It isn’t necessarily the Bard’s finest work that gets trotted out for free summer Shakespeare festivals. More often than not, it’s the lowest-hanging comedy, designed to be a warm-weather trifle for the sweltering public.
So it’s no small thing that for this year’s Shakespeare in the Park season, the Public Theater will be presenting King Lear, its first tragedy in five years. Stage and screen heavyweight John Lithgow stars as the benighted king, and Shakespeare in the Park regular Daniel Sullivan directs, and Harlemites are use to heavywieghts and Shakespeare since Orson Welles did Macbeth here in 1936. This is Lear’s first time on the Delacorte stage since 1973, though this will be the third major NYC production of the play this year: Frank Langella just closed a critically acclaimed run at BAM, and Michael Pennington will wail into the storm at Theatre for a New Audience next month. Still, in our opinion, there’s no such thing as too much of this grief-stricken masterpiece.

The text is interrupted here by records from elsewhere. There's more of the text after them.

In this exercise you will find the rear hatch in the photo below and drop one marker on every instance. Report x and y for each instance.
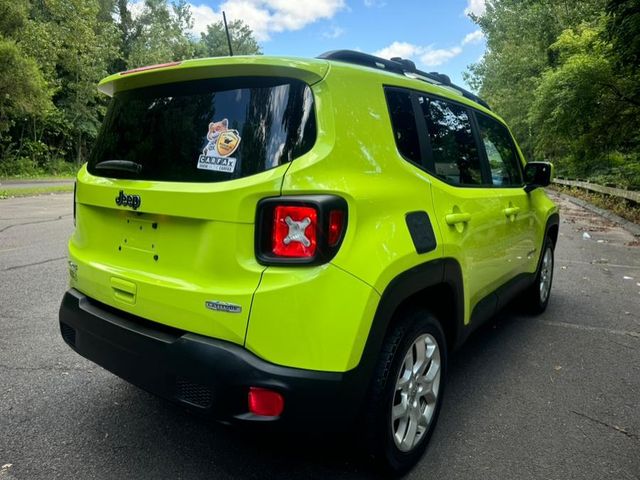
(166, 204)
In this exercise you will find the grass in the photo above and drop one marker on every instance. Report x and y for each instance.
(624, 208)
(32, 191)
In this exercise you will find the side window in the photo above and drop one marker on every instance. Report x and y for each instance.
(455, 154)
(506, 170)
(403, 122)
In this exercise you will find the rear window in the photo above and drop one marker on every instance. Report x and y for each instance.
(206, 130)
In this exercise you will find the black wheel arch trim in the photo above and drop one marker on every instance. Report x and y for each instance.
(442, 271)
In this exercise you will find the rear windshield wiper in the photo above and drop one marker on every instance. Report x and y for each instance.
(122, 165)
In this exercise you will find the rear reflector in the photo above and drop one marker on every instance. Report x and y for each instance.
(265, 403)
(336, 222)
(295, 231)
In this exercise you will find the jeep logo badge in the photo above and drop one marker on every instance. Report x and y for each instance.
(132, 201)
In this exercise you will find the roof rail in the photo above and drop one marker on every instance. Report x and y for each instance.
(400, 66)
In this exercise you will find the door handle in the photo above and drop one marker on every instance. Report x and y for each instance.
(456, 218)
(511, 211)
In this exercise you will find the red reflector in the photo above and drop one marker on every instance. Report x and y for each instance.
(265, 403)
(336, 222)
(294, 231)
(150, 67)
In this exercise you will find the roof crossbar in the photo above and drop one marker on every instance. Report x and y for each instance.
(399, 66)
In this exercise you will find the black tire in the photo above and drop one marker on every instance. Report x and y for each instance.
(533, 300)
(378, 417)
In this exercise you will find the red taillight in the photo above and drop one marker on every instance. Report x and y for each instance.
(295, 231)
(336, 222)
(265, 403)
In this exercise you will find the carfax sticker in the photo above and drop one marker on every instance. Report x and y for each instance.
(222, 142)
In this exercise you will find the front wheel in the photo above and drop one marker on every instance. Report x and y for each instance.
(537, 295)
(407, 392)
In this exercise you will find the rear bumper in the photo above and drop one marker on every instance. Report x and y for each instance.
(204, 374)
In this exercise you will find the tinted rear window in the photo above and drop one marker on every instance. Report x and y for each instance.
(206, 130)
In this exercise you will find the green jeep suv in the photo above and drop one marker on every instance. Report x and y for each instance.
(301, 242)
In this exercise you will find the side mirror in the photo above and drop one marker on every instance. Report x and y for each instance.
(537, 174)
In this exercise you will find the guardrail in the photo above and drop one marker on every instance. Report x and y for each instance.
(594, 187)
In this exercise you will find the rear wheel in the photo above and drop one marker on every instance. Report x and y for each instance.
(407, 392)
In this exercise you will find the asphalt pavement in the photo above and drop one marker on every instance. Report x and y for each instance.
(34, 183)
(549, 397)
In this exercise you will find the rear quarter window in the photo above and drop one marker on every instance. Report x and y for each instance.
(206, 130)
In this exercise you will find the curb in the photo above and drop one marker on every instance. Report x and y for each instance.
(631, 227)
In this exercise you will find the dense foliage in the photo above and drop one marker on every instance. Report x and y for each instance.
(565, 75)
(53, 53)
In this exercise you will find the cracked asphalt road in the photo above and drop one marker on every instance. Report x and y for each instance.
(549, 397)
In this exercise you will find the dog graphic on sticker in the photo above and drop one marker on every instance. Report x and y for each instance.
(222, 141)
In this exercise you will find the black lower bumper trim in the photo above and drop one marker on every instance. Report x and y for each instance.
(204, 374)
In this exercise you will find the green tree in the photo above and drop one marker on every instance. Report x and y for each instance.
(213, 42)
(519, 34)
(160, 34)
(73, 48)
(29, 95)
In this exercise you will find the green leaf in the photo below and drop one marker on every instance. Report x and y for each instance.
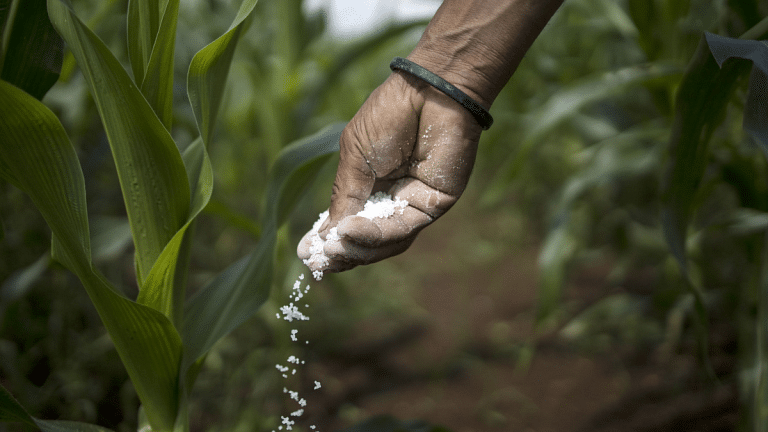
(21, 281)
(567, 103)
(228, 300)
(295, 168)
(149, 166)
(208, 71)
(143, 23)
(164, 289)
(31, 51)
(699, 107)
(110, 237)
(12, 411)
(756, 107)
(157, 85)
(37, 157)
(237, 293)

And don’t worry, comedy lovers: The season’s second offering is another one of the Bard’s best—the quick-witted Much Ado About Nothing, starring Delacorte standbys Lily Rabe and Hamish Linklater as sparring would-be lovers Beatrice and Benedick. Rabe headlined in 2012’s As You Like It, and Linklater slapsticked his heart out in last year’s The Comedy of Errors. (The pair also co-starred in the Public’s 2010 production of The Merchant of Venice at the Delacorte.) Triple Tony winner Jack O’Brien (Hairspray, The Coast of Utopia) is at the helm (source).